Monarch – Never Forever


The cover art to Never Forever (Profound Lore) sums up pretty well what to expect from Monarch’s latest album; a black and white inverted crucifix fashioned from butterflies, dark and ominous juxtaposed with beauty. The symbolism of the butterfly hinting that this is going to be a tour of the darker recesses of the human psyche.

Never Forever is a particularly potent blend of funeral doom and drone, right from opening track ‘Of Night, With Knives’ the haunting vocals shine, raw and beautiful in equal measure. Enchanting, ethereal, yet harrowing, like some hybrid of siren and banshee. At times reminds me of both Cult of Luna and Julie Christmas’s epic Mariner (Indie Recordings) or, more closely, Sinistro.

As is fitting with any amp-worship band, Never Forever needs to be played as loud as the structural integrity of your house and the sanity of your neighbours will allow – so loud you can hear it with the very marrow in your bones, and any ASBO’s accrued are pretty much worth it.

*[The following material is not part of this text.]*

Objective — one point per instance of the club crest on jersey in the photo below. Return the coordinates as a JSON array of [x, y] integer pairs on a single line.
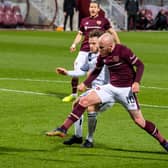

‘Song to the Void’ booms away insistently but patiently and ‘Cadaverine’ continues with some titanic sections, titanic as in watching icebergs drift past in the night, in awe at both their beauty and effortlessly indifferent destructive powers: beauty and tragedy locked together into a slow-motion spiral of decay before ending with ominous and grinding dry vocals which sound like the world falling apart.

 

The surprise track of the album is a barely recognisable, but nonetheless epic, cover of ‘Black Diamond’ by Kiss both magnificent and mesmeric. Every note of the slowed down solo’s rings out with screaming feedback allowing you to savour the discordant beauty. The already quite doomy original ending with its increasingly slower ‘bongs’ now delivered in such a way that it feels as though the earth’s gravity got turned up with gratitude, and lays the groundwork perfectly for the absolute masterpiece of drone that is the final track ‘Lilith’.

It’s by this point in the album, in every playthrough so far, I hit a trancelike state I usually only encounter when meditating. A sense of peace and satisfaction that is rare in an album. A testament to what good drone should be, and the transition as ‘Lilith’ loops back into the hypnotic opening track ‘Of Night, With Knives’ keeps the journey going for many repeat listens.